Dans "Le Quotidien d'Oran" d'aujourd'hui, j'ai trouvé cet éditorial intitulé "L'avenir en ruine".
Tout en le lisant, je me demandais si cet éditorial reflète réellement la situation que vivent nos écoles et nos universités. D'après moi, il ne reflète qu'un aspect de la situation tant le profil évoqué n'est pas général. Il y a d'autres enseignants qui agissent autrement. Il y auraient certains qui ne corrigent même pas les copies des étudiants et d'autres qui iraient jusqu'au harcèlement (sexuel) pour accorder une note souvent négociée.

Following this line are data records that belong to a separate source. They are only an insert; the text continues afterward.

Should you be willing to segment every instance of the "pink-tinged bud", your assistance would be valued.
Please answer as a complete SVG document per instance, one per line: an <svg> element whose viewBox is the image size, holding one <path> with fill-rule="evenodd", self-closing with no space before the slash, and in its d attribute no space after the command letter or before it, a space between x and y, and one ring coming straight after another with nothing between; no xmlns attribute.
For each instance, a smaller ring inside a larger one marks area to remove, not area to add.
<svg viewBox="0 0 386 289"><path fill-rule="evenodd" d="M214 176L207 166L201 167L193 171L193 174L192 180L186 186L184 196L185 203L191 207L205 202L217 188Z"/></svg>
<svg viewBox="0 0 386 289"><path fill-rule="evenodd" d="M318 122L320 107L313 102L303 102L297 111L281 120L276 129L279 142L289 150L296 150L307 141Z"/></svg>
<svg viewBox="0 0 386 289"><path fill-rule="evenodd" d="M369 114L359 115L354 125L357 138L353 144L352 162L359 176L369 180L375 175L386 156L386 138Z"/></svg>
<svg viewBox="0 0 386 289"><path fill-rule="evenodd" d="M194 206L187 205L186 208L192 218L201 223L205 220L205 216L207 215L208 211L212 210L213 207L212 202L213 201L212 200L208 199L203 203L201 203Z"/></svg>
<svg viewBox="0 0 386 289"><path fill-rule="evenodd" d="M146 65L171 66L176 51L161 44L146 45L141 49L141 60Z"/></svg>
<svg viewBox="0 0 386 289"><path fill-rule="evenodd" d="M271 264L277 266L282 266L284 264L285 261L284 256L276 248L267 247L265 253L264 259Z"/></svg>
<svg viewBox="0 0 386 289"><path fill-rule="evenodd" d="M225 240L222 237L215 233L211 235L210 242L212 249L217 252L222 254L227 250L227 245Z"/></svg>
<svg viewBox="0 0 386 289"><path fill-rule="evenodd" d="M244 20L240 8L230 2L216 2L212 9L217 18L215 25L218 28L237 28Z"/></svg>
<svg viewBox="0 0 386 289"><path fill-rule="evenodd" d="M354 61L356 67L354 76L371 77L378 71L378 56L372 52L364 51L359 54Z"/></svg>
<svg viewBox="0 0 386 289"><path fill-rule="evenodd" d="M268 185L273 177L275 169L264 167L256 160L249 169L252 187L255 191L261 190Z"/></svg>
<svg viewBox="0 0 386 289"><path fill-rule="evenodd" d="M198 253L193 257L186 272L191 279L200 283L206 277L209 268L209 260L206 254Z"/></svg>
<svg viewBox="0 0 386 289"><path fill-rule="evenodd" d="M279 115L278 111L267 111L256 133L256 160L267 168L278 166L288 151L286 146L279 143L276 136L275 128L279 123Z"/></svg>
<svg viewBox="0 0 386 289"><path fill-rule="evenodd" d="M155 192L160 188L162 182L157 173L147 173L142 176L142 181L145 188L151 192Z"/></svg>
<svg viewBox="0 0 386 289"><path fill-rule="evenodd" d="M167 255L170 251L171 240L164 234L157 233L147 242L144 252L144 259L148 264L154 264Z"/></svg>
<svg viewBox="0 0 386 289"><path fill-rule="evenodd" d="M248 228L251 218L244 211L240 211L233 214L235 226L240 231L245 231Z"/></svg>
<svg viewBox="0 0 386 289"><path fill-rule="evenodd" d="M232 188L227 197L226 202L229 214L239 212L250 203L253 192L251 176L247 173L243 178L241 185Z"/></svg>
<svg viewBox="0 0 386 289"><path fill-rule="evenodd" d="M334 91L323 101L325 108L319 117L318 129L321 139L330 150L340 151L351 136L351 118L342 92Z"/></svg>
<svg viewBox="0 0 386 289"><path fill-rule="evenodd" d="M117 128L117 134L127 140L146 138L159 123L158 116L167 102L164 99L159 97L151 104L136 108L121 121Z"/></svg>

Me trompe-je? Qu'en pensez-vous?
L'AVENIR EN RUINE
C'est un enseignant à l'université, là où se préparent, en théorie, les élites de demain. Son téléphone portable sonne. Il décroche. Au bout, quelqu'un qu'il ne connaît pas. Il l'appelle pour demander deux points de plus pour sauver l'année de sa fille. Il supplie, c'est une «question de vie ou de mort», explique-t-il. Sa mère risque l'infarctus. Et au passage, il l'invite à faire ripaille. Sans dire un mot, tremblant de colère, l'enseignant raccroche. Il éteint le téléphone. Il sait qu'il finira par le rallumer, par nécessité professionnelle. Mais là, il est trop dégoûté.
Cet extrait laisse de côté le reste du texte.